Skip to content

Semi-infinite Nonconvex Constrained Min-Max Optimization

Conference: NeurIPS 2025 arXiv: 2510.12007 Code: Unavailable Area: Others Keywords: Semi-infinite programming, nonconvex constraints, min-max optimization, dynamic barrier method, convergence complexity

TL;DR

For nonconvex min-max optimization problems with infinitely many nonconvex constraints, this paper proposes the iDB-PD (Inexact Dynamic Barrier Primal-Dual) algorithm. Under the Łojasiewicz regularity condition, it establishes the first global non-asymptotic convergence guarantees: stationarity \(\mathcal{O}(\epsilon^{-3})\), feasibility \(\mathcal{O}(\epsilon^{-6\theta})\), and complementary slackness \(\mathcal{O}(\epsilon^{-3\theta/(1-\theta)})\).

Background & Motivation

Many problems in modern AI can be formulated as constrained min-max optimization, for example: - Robust multi-task learning: optimizing the worst-case loss on a priority task while constraining the losses of other tasks to remain below a threshold, where the weight distributions in the constraints belong to an uncertainty set, yielding infinitely many constraints. - Robust energy-constrained DNN training: minimizing the worst-case loss under distributional uncertainty while satisfying nonconvex energy and sparsity constraints.

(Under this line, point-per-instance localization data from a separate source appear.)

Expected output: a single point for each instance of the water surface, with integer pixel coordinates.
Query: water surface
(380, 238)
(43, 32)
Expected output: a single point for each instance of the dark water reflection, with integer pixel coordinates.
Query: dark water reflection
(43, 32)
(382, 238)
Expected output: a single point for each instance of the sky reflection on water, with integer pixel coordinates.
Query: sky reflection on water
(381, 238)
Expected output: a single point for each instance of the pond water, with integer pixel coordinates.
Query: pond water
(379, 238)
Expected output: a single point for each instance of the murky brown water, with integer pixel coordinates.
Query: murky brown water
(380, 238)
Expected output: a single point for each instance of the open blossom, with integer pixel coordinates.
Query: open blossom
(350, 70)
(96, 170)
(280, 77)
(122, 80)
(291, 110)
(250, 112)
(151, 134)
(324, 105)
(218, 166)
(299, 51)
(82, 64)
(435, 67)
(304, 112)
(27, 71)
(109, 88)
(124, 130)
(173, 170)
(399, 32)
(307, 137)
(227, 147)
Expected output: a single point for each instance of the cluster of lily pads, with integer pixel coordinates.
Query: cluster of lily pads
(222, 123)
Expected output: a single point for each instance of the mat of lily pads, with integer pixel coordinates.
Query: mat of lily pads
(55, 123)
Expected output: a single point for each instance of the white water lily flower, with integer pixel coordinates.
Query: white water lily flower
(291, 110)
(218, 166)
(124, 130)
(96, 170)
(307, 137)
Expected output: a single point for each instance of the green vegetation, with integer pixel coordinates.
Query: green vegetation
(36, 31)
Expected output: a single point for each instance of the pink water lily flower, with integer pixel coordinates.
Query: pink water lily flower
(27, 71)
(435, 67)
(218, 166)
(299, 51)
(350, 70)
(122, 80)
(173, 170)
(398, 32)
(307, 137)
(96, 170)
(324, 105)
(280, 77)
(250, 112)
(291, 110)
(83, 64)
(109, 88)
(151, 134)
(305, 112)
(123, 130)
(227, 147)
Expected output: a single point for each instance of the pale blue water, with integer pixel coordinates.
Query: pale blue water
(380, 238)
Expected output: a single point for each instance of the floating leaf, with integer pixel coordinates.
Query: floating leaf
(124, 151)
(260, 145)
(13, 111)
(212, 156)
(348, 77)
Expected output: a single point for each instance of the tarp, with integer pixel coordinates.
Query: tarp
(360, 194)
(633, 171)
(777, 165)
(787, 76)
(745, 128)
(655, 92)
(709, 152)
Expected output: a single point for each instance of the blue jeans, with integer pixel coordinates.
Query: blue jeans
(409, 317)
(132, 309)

The formal problem statement is:

\[\min_{x \in \mathbb{R}^n} \max_{y \in Y} \phi(x, y), \quad \text{s.t.} \quad \psi(x, w) \leq 0, \quad \forall w \in W\]

where \(Y, W\) are compact sets, and both \(\phi\) and \(\psi\) may be nonconvex in \(x\). This setting involves three major challenges:

Nonconvexity: The objective and constraints are nonconvex in \(x\), precluding global solutions.

Infinite constraints: \(w \in W\) is a continuous set, yielding infinitely many constraints.

Nested max structure: Both the objective and constraints contain inner maximization.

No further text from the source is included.